The Power of Attorney must be signed by a company director or owner, and have the full name of the representative on it. Those two can be the same person.
Ideally it will be notarized in Taiwan by a Taiwanese notary, which means of course that the person signing has to be present in Taiwan for the notarization. That's why it's easiest if you are the company owner or one of the directors/officers/people with signing authority, whatever your country calls them.
A POA from overseas is fine too, but it will have to be legalized (I think) and translated into Chinese (for sure), possibly by a certified translator in the case that the original is not in English. So if you go through your friend's company, they will have to sign it in front of a notary wherever they are, then have it legalized by their local TECO, and sent here. Note that person will also have to sign your employment contract for the CLA, employment certificate for the NIA, etc., so honestly it's easier if you are your own boss.
Thanks a lot everybody for all these informations. Being a freelance web developer I am going to create my own company this year.
I have a few questions.
1- I m hesitating between creating a unlimited company and limited company , I know most of my friends get their ARC from a limited company , but I supposed it does not make a difference having an unlimited company. An unlimited company cost less , and is less a burden in Hong Kong to declare revenue , is that suitable for a not so risky freelance / consultant business ?
2- I read there than to get an ARC from a representative office , you can declare any salary ( but not too low ) , however some friends who did that recently told me that you need to earn at least 48000 nt per month ( the minimum for foreigners in Taiwan ) in order to keep your working visa and ARC ... if not , you will lose it. This is based on the amount of profit you make during the year. This one , being freelance sounds not so easy to achieve.
3-If I have a working visa / ARC and a representative office , should I be able to send an invoice to a Taiwanese company and get paid in Hong Kong ? Is that dangerous if I send an invoice to a Taiwanese university for example ? ( not for teaching of course )
Looking forward for your answer , nice thread !
Unlimited may be fine, your only way to know for sure is to ask at the MOEA. They are very helpful, give it a shot. In general I think as long as your company has lots of official, supporting documents such as an official charter and shows the name of the owner or directors you're ok. Otherwise it sounds great.
Never heard of that. As far as I know only the CLA cares about that, and they didn't blink when I wrote ~20k a month on my employment contract, and my buddy put his home country's min wage which is lower than Taiwan's. Why would they allow it during the application, then deny you during renewal? That said, ~48k is indeed the minimum for local companies hiring foreign white-collar workers, a rule which I imagine is intended to dissuade companies from hiring foreigners over locals.
You will want to send invoices in the name of your home company. I doubt it matters where the invoice actually comes from. As to payments, where clients send them is entirely up to you, as long as it's NOT to your account in Taiwan.
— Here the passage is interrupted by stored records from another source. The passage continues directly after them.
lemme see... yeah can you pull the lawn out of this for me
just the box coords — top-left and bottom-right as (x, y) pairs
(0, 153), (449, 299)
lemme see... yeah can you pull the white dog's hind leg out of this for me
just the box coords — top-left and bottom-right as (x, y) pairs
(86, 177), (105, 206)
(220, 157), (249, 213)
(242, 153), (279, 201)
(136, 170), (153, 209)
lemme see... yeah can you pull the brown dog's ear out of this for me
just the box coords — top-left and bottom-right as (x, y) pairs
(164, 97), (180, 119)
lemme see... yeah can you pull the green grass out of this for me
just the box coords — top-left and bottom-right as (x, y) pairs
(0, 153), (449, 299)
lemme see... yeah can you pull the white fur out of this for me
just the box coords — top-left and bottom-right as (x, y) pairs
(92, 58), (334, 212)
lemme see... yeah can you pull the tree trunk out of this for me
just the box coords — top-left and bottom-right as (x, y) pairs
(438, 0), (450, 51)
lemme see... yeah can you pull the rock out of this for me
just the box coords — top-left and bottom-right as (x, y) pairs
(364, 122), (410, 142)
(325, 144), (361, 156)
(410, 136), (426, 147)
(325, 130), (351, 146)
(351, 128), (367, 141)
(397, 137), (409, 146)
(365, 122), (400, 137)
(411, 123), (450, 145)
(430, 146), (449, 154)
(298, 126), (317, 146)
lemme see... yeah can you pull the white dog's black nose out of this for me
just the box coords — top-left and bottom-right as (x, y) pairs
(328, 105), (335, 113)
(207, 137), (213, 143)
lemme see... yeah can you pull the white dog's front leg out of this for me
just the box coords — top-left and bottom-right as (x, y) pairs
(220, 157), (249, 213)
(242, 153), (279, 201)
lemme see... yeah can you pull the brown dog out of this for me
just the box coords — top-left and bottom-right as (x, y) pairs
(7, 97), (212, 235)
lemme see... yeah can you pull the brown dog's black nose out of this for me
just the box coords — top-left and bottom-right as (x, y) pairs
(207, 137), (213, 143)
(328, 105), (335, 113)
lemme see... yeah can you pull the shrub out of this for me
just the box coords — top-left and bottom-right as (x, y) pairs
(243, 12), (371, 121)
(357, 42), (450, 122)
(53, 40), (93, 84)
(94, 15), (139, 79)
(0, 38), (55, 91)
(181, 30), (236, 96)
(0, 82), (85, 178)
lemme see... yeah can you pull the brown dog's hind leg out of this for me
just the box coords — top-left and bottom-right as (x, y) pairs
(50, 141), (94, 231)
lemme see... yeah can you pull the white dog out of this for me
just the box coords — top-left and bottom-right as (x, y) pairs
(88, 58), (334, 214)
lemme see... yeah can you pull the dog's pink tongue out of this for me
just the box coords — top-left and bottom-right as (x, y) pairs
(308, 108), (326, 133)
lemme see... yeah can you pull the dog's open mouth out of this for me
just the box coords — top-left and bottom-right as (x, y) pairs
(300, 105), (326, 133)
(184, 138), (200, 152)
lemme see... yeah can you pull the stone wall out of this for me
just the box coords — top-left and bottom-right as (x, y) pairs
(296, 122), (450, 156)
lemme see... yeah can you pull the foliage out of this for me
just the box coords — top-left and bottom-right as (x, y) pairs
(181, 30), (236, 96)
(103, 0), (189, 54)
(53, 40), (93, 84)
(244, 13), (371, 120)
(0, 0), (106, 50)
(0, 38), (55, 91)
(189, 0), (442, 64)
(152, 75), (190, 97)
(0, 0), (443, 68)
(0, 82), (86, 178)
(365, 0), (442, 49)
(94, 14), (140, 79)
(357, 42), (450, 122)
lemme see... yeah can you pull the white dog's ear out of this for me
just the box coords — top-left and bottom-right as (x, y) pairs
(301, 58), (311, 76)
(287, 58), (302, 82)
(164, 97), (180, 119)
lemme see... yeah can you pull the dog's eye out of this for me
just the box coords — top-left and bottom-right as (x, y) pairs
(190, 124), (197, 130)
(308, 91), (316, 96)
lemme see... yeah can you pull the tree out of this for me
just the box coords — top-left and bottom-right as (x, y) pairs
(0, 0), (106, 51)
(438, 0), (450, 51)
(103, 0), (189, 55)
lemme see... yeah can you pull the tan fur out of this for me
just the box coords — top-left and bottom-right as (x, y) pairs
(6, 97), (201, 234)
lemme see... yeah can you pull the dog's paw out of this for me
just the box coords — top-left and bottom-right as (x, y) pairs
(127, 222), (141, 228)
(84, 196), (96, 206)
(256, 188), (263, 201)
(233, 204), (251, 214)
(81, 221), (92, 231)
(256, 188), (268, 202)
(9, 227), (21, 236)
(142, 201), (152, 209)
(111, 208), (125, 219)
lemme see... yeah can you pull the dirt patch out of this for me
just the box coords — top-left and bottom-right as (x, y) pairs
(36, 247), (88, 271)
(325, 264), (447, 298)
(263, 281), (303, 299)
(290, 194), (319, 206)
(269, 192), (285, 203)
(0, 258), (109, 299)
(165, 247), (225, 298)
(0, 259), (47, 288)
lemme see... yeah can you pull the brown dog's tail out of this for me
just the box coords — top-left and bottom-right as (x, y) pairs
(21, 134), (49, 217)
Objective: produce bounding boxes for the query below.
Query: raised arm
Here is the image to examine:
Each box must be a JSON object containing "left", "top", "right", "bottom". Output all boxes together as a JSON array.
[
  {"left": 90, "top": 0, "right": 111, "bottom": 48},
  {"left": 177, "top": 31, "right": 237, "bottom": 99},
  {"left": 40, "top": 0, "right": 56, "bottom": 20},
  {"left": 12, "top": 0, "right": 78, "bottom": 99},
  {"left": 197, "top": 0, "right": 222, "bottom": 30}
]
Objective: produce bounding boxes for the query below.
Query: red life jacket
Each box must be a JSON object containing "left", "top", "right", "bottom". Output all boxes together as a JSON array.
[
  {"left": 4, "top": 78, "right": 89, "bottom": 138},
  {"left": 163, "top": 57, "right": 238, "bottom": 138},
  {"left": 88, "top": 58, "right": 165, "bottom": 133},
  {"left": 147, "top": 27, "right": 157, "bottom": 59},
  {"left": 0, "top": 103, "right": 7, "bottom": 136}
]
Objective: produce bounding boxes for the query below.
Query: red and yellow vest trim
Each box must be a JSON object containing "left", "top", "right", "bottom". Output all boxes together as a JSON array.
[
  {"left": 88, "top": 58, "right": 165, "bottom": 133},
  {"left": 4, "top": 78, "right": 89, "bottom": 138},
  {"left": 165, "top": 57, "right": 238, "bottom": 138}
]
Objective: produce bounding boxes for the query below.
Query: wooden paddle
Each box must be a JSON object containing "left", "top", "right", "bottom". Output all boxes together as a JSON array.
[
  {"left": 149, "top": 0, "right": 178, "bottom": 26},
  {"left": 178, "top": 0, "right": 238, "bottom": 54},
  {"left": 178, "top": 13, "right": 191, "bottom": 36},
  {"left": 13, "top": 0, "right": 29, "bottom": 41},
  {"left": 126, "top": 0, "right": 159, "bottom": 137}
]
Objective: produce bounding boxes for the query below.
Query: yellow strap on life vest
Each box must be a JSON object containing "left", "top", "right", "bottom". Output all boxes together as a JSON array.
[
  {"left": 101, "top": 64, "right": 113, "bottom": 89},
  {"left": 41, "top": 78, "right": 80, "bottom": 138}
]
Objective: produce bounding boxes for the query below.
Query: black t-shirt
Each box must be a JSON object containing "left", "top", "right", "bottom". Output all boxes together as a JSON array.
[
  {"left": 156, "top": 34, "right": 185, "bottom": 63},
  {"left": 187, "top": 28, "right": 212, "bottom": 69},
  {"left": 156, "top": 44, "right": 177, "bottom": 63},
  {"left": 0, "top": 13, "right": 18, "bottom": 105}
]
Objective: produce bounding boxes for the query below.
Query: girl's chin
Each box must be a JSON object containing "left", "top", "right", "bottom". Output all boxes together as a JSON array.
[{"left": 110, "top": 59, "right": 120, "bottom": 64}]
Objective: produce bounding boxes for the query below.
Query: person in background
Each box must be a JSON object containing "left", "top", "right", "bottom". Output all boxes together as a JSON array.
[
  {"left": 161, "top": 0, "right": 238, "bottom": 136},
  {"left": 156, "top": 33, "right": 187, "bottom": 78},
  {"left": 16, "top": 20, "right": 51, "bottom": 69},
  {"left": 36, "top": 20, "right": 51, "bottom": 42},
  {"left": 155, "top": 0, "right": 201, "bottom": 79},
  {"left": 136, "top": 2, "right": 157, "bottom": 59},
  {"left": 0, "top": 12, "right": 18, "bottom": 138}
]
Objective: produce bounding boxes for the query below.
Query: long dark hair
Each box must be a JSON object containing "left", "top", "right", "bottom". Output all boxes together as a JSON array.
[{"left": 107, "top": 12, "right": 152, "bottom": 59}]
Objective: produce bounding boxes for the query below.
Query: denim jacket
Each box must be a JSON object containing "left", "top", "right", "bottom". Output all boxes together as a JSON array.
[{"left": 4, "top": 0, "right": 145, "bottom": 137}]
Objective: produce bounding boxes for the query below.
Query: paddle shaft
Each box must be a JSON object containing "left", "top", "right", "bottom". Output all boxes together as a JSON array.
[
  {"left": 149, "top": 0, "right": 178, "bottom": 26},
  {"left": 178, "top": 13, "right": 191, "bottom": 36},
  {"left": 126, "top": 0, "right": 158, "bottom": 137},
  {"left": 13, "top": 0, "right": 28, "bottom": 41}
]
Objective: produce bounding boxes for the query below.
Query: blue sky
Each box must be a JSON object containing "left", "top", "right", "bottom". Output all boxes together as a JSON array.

That would be 'doing business', which is a no no. Unless you were to have a local company, as some here have suggested in the past.
Note that if it's a public school (or any government body or dept.) you do not need a work permit to work there and thus can receive the money directly in your Taiwanese account. The school's accounting dept. should know more. And don't forget to include those amounts when filing your taxes!
Thanks Lee for that long and detailed answer !
Your advices are really helpful.
The school wants to take me as a foreign contractor ( foreign company ) and would therefore send the money to Taiwan.